Sir Fred’s payment, which almost doubles to £16m the £8.4m his pension had earned by 2007 after 10 years on the board, was agreed by the previous management. An RBS spokesman said: “The company is taking further legal advice in respect of certain aspects of Sir Fred Goodwin’s contractual arrangements and continues to discuss the position with UKFI.”
Before the Treasury Select Committee this month he said: “My pension is the same as everyone else in the bank who is in a defined benefit pension scheme.” However, it is believed he and other board members were given special terms that boosted their pension from the age of 50.
The Treasury added that it has been “vigorously pursuing with the new chairman [Sir Philip Hampton] whether there is any scope for clawing back some or all of this pension entitlement” and has “a view to testing any potential for legal redress”.
The bank’s new management will today reveal plans to use taxpayer insurance for £300bn of toxic debts under the Government’s “Asset Protection Scheme”, full details of which are expected alongside the results.

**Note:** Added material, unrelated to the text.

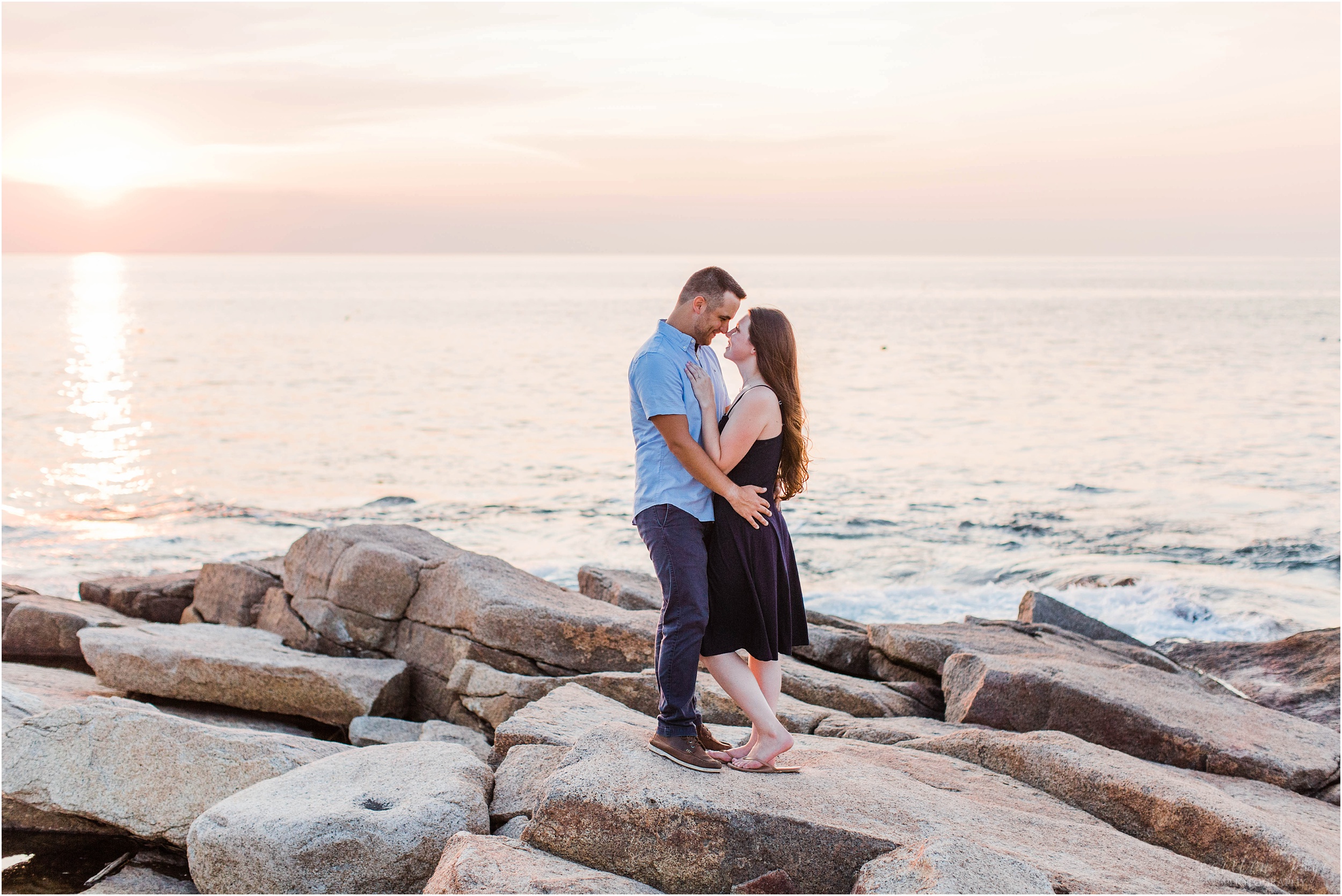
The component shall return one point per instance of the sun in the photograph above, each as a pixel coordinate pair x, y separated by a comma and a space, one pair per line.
97, 157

In return, RBS may have to meet draconian targets such as monthly lending levels. The Government will apply the same pressure to Lloyds Banking Group and any other bank which uses its insurance for toxic assets. The issue of forced lending has been the subject of intense debate with some banks claiming there actually is considerable credit available – the problem is now demand.
Banks may put up to £600bn of toxic assets into the scheme. Given the enormous sums involved, politicians are determined to extract meaningful promises from banks to increase lending, in the hope it will help reverse the economic downturn.
RBS will also announce that Nathan Bostock, a senior executive at high street bank Abbey, will run a new subsidiary. Mr Bostock is a former colleague of Mr Hester.
The horror stories simply continues!